Exceeding customer expectations is not just for enterprise-level companies. Customers are demanding the same level of service performance whether their service provider is a large multinational corporation, or a small, local field service company. But how can SMB service teams compete with their enterprise counterparts in this era of increased competition and empowered customers demanding perfect service?

Recent research from the Aberdeen Group found that trends were emerging among SMBs that have put a roadmap in place to ensure better service. These are their top strategies for driving service:

  • Increase the availability of service knowledge in order to diagnose and resolve service issues faster. (51%)
  • Develop real-time visibility into field assets (i.e., people, parts, vehicles). (48%)
  • Improve forecasting of and planning for future service demand. (41%)
  • Invest in mobile tools to provide technicians with better access to information in the field. (38%)
  • Develop standardized scheduling processes. (35%)
  • Increase frequency of training for field technicians. (32%)

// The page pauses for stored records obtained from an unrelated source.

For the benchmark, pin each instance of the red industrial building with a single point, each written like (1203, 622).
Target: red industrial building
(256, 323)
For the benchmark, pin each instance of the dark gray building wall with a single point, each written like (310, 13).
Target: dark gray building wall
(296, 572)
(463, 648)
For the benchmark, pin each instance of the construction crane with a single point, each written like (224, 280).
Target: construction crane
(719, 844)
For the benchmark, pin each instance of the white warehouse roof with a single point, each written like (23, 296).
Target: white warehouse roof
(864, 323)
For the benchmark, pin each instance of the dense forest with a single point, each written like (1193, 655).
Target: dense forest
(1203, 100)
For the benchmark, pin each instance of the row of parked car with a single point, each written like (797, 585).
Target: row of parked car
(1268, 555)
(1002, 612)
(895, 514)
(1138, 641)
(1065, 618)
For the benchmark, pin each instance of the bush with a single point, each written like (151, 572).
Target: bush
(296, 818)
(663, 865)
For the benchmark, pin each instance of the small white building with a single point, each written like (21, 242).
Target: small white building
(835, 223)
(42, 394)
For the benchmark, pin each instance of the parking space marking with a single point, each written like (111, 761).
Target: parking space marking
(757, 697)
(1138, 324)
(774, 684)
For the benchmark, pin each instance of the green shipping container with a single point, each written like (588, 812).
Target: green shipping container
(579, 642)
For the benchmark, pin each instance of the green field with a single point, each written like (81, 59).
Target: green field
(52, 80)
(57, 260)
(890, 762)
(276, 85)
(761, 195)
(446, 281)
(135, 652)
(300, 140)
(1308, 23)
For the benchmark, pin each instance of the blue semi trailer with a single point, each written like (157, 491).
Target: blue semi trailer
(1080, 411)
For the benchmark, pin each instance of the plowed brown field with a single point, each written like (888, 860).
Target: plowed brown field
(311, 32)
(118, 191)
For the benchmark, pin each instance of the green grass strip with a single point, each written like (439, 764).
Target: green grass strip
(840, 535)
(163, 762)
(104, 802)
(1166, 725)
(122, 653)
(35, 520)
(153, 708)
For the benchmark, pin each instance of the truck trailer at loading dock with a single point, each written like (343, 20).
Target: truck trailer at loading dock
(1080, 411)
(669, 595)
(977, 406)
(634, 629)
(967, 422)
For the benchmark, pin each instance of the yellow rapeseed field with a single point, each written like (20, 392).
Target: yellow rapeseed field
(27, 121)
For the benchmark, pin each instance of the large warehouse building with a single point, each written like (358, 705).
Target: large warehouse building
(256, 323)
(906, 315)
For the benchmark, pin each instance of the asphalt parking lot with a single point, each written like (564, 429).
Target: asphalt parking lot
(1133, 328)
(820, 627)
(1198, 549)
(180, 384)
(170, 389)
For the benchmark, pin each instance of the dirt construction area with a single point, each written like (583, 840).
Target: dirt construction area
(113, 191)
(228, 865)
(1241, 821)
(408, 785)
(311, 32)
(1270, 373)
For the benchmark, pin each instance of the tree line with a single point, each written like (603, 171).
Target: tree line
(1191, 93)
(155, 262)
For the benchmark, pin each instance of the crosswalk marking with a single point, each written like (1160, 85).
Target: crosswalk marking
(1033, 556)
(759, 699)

These strategies fall into four main points to help SMBs deliver better service.

Diagnose and deliver

One of the most important metrics for customers is how long a repair will take - or “mean time-to-repair.” This metric shows just how effective the service team is at resolving customer issues. But to fix an issue quickly, engineers must be able to diagnose what’s wrong; determine what they need to fix the problem, including knowledge, the right tools and parts; and figure out the correct procedure to follow. As equipment grows more complex, not every engineer will have the ability to do this “on the fly.” It’s important then to give engineers the tools to quickly identify a problem and understand how to fix it.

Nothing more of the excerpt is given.